Kids are scary.
No, I’m not talking about the kind of scary when they silently creep into your room in the middle of the night and stare at you until you wake up. That brief moment of panic quickly subsides.
The kind of scary I’m referring to is the relentless, nagging worry about their health, safety, and future.
The fear starts almost immediately after pregnancy is confirmed and, from what I’ve been told, never ends. In our case, because my wife’s first pregnancy was twins, it was doubly terrifying.
In addition to health and well-being concerns, for many parents their finances are nerve-wracking as well. The immediate needs often supersede planning for the future.
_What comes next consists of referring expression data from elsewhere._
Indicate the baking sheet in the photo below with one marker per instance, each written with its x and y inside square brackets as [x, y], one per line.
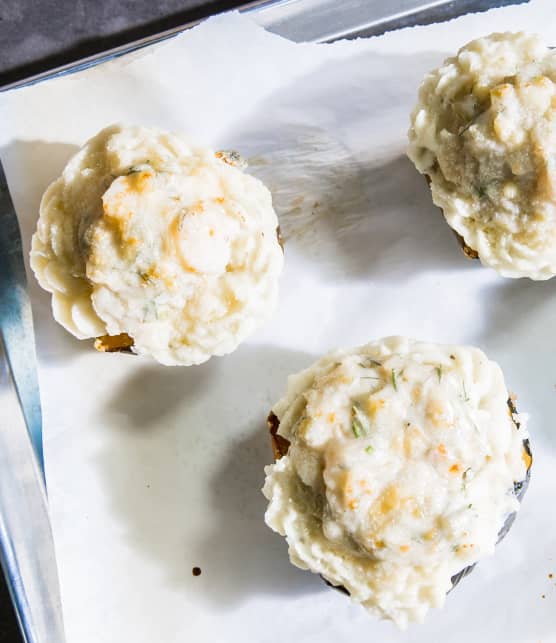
[154, 470]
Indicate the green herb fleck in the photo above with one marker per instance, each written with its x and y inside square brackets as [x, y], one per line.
[360, 424]
[369, 362]
[481, 190]
[137, 168]
[144, 276]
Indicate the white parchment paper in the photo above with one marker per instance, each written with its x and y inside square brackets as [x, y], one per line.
[154, 470]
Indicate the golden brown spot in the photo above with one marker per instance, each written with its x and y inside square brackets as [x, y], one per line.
[499, 91]
[172, 242]
[114, 343]
[196, 208]
[389, 499]
[139, 181]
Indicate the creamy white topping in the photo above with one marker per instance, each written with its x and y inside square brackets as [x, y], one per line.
[484, 131]
[145, 235]
[400, 470]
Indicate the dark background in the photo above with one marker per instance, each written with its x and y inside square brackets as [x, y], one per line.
[36, 35]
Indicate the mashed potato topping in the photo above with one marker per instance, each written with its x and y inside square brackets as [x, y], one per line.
[400, 470]
[172, 245]
[484, 131]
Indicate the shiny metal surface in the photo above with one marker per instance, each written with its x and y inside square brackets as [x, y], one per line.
[307, 21]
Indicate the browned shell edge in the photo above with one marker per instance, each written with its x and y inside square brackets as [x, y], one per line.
[280, 448]
[114, 343]
[467, 250]
[123, 343]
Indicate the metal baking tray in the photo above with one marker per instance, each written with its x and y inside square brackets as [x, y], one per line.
[305, 21]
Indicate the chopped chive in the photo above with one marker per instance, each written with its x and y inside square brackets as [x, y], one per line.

After all, who has time to think about retirement when the diapers are running low?
That would be an ideal time to rely on a trusted third-party to guide you through the process, right? Unfortunately, most parents in that phase of life are stuck in limbo. The don’t have the time – or energy, frankly – to formulate a plan themselves nor do they have the investable assets to meet the minimum required by many investment advisors.
Helping young families became a passion of mine when I lived through the early years of parenthood. I was fortunate that my prior experience of helping clients guided me through the daunting task of planning for retirement and college while still dealing with the financial realities of day-to-day life, but I know that’s a background most parents don’t have.
A couple of years ago, I formalized that passion into a portion of my business designed to help young families. Instead of an asset minimum, I have what I call an “attitudinal minimum” – a willingness to be responsive, answer questions thoughtfully and honestly, and commit to a plan. Based on the information provided and some give and take, I create a plan that gives a realistic roadmap to achieving financial goals.
My goal is to make financial worries less scary, taking some of that burden from parents.
When it comes why he’s been really quiet for the last 20 minutes or where she’s going with the scissors, though, you’re on your own.